Transmission des exploitations agricoles : un guichet unique pour mieux accompagner cédants et repreneurs

La question de la transmission des exploitations agricoles n'a jamais été autant au cœur de l'actualité, avec un pic du nombre de départs en retraite par an qui devrait intervenir en 2026-2027. C'était le sujet d'une table-ronde organisée le 23 février 2026 par la Safer Paca dans le cadre du Salon international de l'agriculture, qui a mis en avant le nouveau guichet unique France Services Agriculture.

Les chiffres sont connus depuis longtemps : 50% des agriculteurs ont plus de 55 ans. Un agriculteur sur deux atteindra l'âge de la retraite d'ici 2030. C'est ce qui a poussé la Safer Paca à organiser une table-ronde sur le thème de la transmission des exploitations agricoles le 23 février 2026 sur le stand des Safer, au Salon international de l'agriculture (SIA). "On arrive en 2026-2027 au pic du nombre de départs en retraite par an, ce sera le moment où on aura le plus de cédants en âge de partir à la retraite, avec une nécessité d'assurer la transition de ces exploitations", a détaillé Romain Deleris, exploitant agricole, membre du bureau national Jeunes Agriculteurs, installé en groupement agricole d'exploitation en commun (Gaec) sur la commune de Najac (Aveyron), en élevage laitier. Au cœur des enjeux : l'identification, suffisamment en amont, des futurs départs, l'accès au foncier, qui se fait de plus en plus rare et cher, et l'aspect financier, pour que le cédant s'y retrouve et que le projet soit viable pour le repreneur.

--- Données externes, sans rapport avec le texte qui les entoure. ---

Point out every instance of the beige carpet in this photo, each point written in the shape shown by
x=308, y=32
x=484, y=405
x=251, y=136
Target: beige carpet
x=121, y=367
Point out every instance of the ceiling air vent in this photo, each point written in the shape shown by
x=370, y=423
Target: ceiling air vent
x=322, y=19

La Safer Paca travaille activement sur cet aspect transmission des exploitations, en réalisant une bonne partie des démarches pour faciliter la vie des porteurs de projets. "La Safer nous a permis d'acquérir l'exploitation mais aussi une maison pour nous permettre d'être au pied de notre bâtiment d'exploitation", a détaillé Édouard Pierre, exploitant agricole, installé en Gaec avec sa conjointe sur la commune d'Ancelle (Hautes-Alpes) en ovins viande et caprins lait, poursuivant : "Elle est allée voir tous les propriétaires, et a fait signer des baux par écrit. C'est un gage de sécurité pour nous et pour les propriétaires. Et comme c'est une reprise globale, la Safer a aussi évalué la valeur du matériel et des équipements. Nous n'avons pas eu à négocier avec le cédant". Pour les Jeunes Agriculteurs, les Safer peuvent aussi intervenir en matière de foncier, le "nerf de la guerre" selon Patrice Brun, président de la Safer Paca. Il s'agit pour elles de stocker du foncier en attendant qu'un repreneur se présente. "Elles peuvent ainsi allonger le temps de la passation", a détaillé Romain Deleris, qui insiste sur l'aspect collectif des mesures à mettre en place. 

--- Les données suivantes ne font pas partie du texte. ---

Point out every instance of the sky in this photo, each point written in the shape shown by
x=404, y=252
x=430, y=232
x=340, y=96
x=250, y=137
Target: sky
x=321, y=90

Un guichet unique en expérimentation

Concernant la transmission des exploitations, "tous les acteurs doivent s'y mettre", assure ainsi Romain Deleris, avec un leitmotiv partagé par tous : l'anticipation. Si la Mutuelle sociale agricole (MSA) dispose des informations concernant les déclarations de cessation d'activité, celles-ci transitent difficilement jusqu'aux chambres d'agriculture. "Il y a un gros travail de recensement à mener concernant les départs", a affirmé Édouard Pierre. Pour tenter d'améliorer le processus, l'État a décidé de mettre en place un guichet unique, dans le cadre de la loi d'orientation pour la souveraineté alimentaire et le renouvellement des générations en agriculture promulguée le 24 mars 2025. Ce dispositif, intitulé France Services Agriculture (FSA), est d'abord mis en place de manière expérimentale du 2 janvier au 31 juillet 2026. Il doit permettre d'accueillir, informer et orienter les porteurs de projets et futurs cédants de l'installation à la transmission.

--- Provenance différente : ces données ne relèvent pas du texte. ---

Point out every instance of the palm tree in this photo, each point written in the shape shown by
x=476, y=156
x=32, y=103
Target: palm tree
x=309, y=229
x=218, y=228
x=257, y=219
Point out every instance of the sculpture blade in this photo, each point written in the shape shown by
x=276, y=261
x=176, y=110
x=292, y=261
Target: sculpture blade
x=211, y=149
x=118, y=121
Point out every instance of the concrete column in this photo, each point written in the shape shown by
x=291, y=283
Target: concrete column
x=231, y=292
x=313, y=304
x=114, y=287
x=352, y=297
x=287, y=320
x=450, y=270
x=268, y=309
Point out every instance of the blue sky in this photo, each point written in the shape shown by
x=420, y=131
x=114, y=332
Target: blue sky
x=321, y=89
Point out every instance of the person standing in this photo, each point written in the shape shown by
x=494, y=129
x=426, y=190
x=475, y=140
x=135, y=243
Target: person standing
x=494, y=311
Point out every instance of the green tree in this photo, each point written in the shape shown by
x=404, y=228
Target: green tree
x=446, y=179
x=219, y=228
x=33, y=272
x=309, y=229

Deux niveaux sont proposés : un accueil, assuré par les chambres d'agriculture, points d'entrée pour toute personne souhaitant s'installer ou cesser son activité agricole. Le deuxième niveau correspond à l'établissement d'un diagnostic et d'un plan d'actions. Une mission qui sera assurée par des structures de conseil et d'accompagnement habilitées par l'État. "Il s'agit de mieux coordonner, de simplifier et de fluidifier les démarches, a expliqué Romain Deleris, plusieurs acteurs seront labellisés pour ce rôle d'accompagnement car les projets sont de plus en plus divers. Il y a une grande complexité dans le montage juridique et économique. On veut faciliter la vie des porteurs de projets". À la suite de la phase d'expérimentation, le dispositif devrait être déployé au niveau national à partir du 1er janvier 2027.